When this has done, you will want to use a flat primer to paint all of your model pieces. This will create a good base that your paint will adhere to. Be sure that your primer is safe for plastic models and always ensure that you spray in a well-ventilated area, as they tend to have a lot of fumes. Using a gentle stroking motion, spray from a distance of about 12 inches from the model and use short blasts rather than continually holding the nozzle down. The coats of primer should be very light; it is not necessary that the model be stark white, and you want to ensure that you don't put the primer on so thick that it will drip down off the model, creating streaks. Setting a shoebox on its side and then priming the model inside the box (with the bottom behind the model piece you are painting), will help keep the mess to a minimum and also helps to ensure that you get an even coating on your model pieces.

Once your primed pieces have dried thoroughly, you can then apply your paint. Painting the pieces, prior to assembly, is far easier and allows for further touch-ups, down the road. For this, it is advised to have a pair of tweezers handy, since some of the parts are so tiny that it is difficult to paint them while holding them in your fingers. Additionally, using tweezers will allow you to grip most of the parts without having to worry about fingerprints in your paint job.

As with priming, use light coats of paint rather than "╦ťglopping' it on the model parts. Allow coats to dry thoroughly, prior to adding another coat and take your time; a good paint job is as important as a well-assembled model. Acrylic paint is most commonly used for plastic models and adding a small amount of paint thinner, prior to application, will help to spread your paint more evenly, if it seems too thick. For best results, paint all of your parts according to color (i.e.: paint all red pieces first, then all silver, all black, etc.).

When all of your parts are completely painted and thoroughly dried, it's time to start assembling your model. Most model glues come in either a squeezable tube or a small bottle, but anyone who has used these will attest to the fact that they can quickly make a mess of your model. Not only do these adhesives drip or ooze all over, but they are fast-drying and can live long stringy strands when you pull the applicator away. In order to prevent this, it is always a good idea to squeeze a small amount of glue out onto a piece of cardboard or paper, and then apply using either toothpicks or a delicate brush (Don't use one of your painting brushes, however, as the glue will make them unsuitable for painting).

Models take little more than a thin line of glue at the seams, in order to assemble them. Be careful not to get excess glue on the outside of the model, and quickly wipe up any that oozes out of the cracks, when you put two pieces together. The faster you clean this off, the easier it will be to do any little paint touch-ups that you need to finish. It is also good to keep a couple of props around, allowing you to rest the model pieces against them loosely, so that they can dry in form.
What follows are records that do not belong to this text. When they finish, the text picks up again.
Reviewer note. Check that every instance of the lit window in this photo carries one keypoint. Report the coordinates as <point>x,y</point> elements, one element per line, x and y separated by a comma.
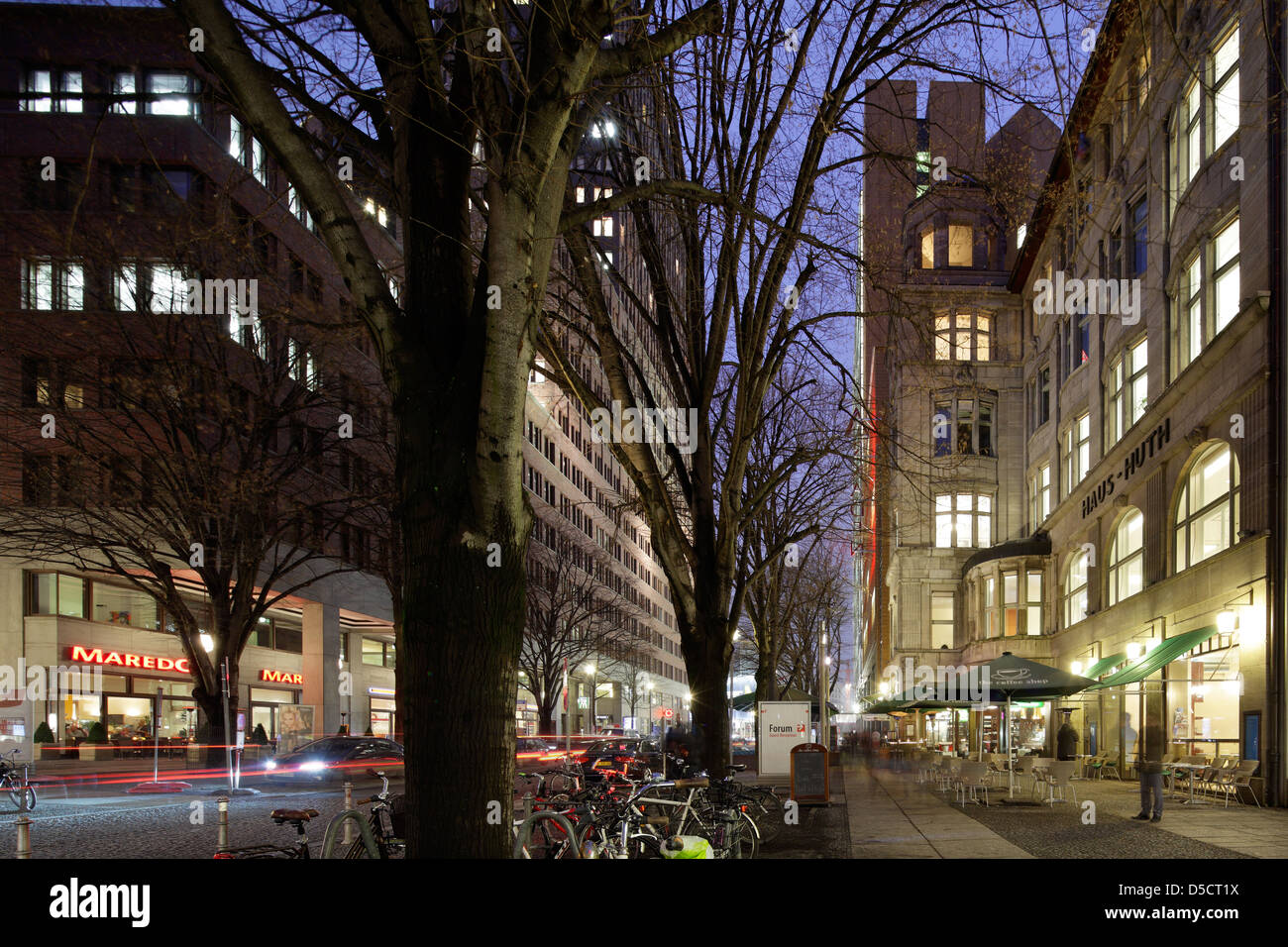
<point>1127,558</point>
<point>964,337</point>
<point>1207,512</point>
<point>961,245</point>
<point>1128,392</point>
<point>1225,89</point>
<point>964,521</point>
<point>1076,589</point>
<point>940,620</point>
<point>1041,493</point>
<point>1225,274</point>
<point>52,90</point>
<point>48,283</point>
<point>1193,131</point>
<point>166,289</point>
<point>1033,603</point>
<point>124,89</point>
<point>171,93</point>
<point>970,420</point>
<point>1077,451</point>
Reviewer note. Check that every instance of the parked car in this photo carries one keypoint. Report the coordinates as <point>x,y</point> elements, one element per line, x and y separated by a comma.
<point>336,758</point>
<point>619,754</point>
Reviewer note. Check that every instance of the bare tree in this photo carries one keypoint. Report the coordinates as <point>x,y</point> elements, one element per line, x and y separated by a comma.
<point>183,444</point>
<point>472,114</point>
<point>574,617</point>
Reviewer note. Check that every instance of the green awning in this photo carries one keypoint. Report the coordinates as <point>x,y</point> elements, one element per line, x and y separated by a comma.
<point>1104,664</point>
<point>1163,655</point>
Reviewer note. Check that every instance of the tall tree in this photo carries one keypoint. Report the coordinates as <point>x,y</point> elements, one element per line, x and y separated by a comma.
<point>416,91</point>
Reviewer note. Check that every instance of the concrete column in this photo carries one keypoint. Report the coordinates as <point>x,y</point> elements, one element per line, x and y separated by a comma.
<point>320,665</point>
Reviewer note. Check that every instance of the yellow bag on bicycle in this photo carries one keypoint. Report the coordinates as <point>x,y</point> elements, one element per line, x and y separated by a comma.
<point>687,847</point>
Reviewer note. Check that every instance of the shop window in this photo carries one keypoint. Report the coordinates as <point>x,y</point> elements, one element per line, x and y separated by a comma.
<point>1207,510</point>
<point>1127,558</point>
<point>116,604</point>
<point>1076,589</point>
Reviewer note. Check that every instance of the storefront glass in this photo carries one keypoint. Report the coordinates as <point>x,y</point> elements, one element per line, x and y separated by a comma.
<point>1203,703</point>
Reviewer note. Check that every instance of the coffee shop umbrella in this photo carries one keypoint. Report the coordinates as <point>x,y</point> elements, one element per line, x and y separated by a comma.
<point>1010,677</point>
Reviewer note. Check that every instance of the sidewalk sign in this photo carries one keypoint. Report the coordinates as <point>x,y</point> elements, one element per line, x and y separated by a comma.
<point>780,727</point>
<point>811,783</point>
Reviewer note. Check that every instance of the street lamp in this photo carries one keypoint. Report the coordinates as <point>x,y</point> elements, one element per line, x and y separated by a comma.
<point>593,688</point>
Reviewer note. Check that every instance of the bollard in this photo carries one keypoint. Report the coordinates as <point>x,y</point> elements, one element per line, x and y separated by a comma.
<point>24,836</point>
<point>348,823</point>
<point>223,825</point>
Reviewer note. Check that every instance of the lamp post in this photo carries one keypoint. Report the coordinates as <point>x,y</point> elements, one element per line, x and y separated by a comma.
<point>593,688</point>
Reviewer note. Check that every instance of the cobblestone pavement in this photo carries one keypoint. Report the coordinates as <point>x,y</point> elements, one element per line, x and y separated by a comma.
<point>1067,830</point>
<point>179,826</point>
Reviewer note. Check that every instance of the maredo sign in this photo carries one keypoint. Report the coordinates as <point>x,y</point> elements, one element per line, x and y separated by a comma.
<point>123,659</point>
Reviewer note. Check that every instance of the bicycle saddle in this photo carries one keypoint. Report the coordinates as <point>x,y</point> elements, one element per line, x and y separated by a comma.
<point>281,815</point>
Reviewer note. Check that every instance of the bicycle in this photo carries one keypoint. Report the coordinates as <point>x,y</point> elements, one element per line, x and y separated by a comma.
<point>380,834</point>
<point>300,849</point>
<point>21,791</point>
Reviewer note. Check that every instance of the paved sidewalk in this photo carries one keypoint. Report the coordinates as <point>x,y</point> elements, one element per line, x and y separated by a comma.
<point>890,815</point>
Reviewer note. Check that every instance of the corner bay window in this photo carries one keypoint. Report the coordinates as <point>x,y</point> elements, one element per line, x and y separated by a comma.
<point>1207,510</point>
<point>940,618</point>
<point>1128,392</point>
<point>1127,558</point>
<point>1076,589</point>
<point>964,337</point>
<point>1020,607</point>
<point>964,519</point>
<point>964,425</point>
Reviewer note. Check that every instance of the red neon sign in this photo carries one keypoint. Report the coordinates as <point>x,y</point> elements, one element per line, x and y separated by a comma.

Some people choose to lightly airbrush over their models or to spray them with either a gloss or matte finishing spray. Again, as with any aerosol, this should be done in a well-ventilated area. Decals may be applied after this but be sure to keep those tweezers handy, to avoid clumsy fingers from wrinkling or tearing the decals.

Once this is done, there is nothing more left to do, than stand back and admire your patience, dedication and creativity. Placing your finished model in a safe place, the wheels should be braced, so that it doesn't roll, and it should be put well out of reach of children and pets. Before you know it, it's on to the next model. You're ready for another challenge.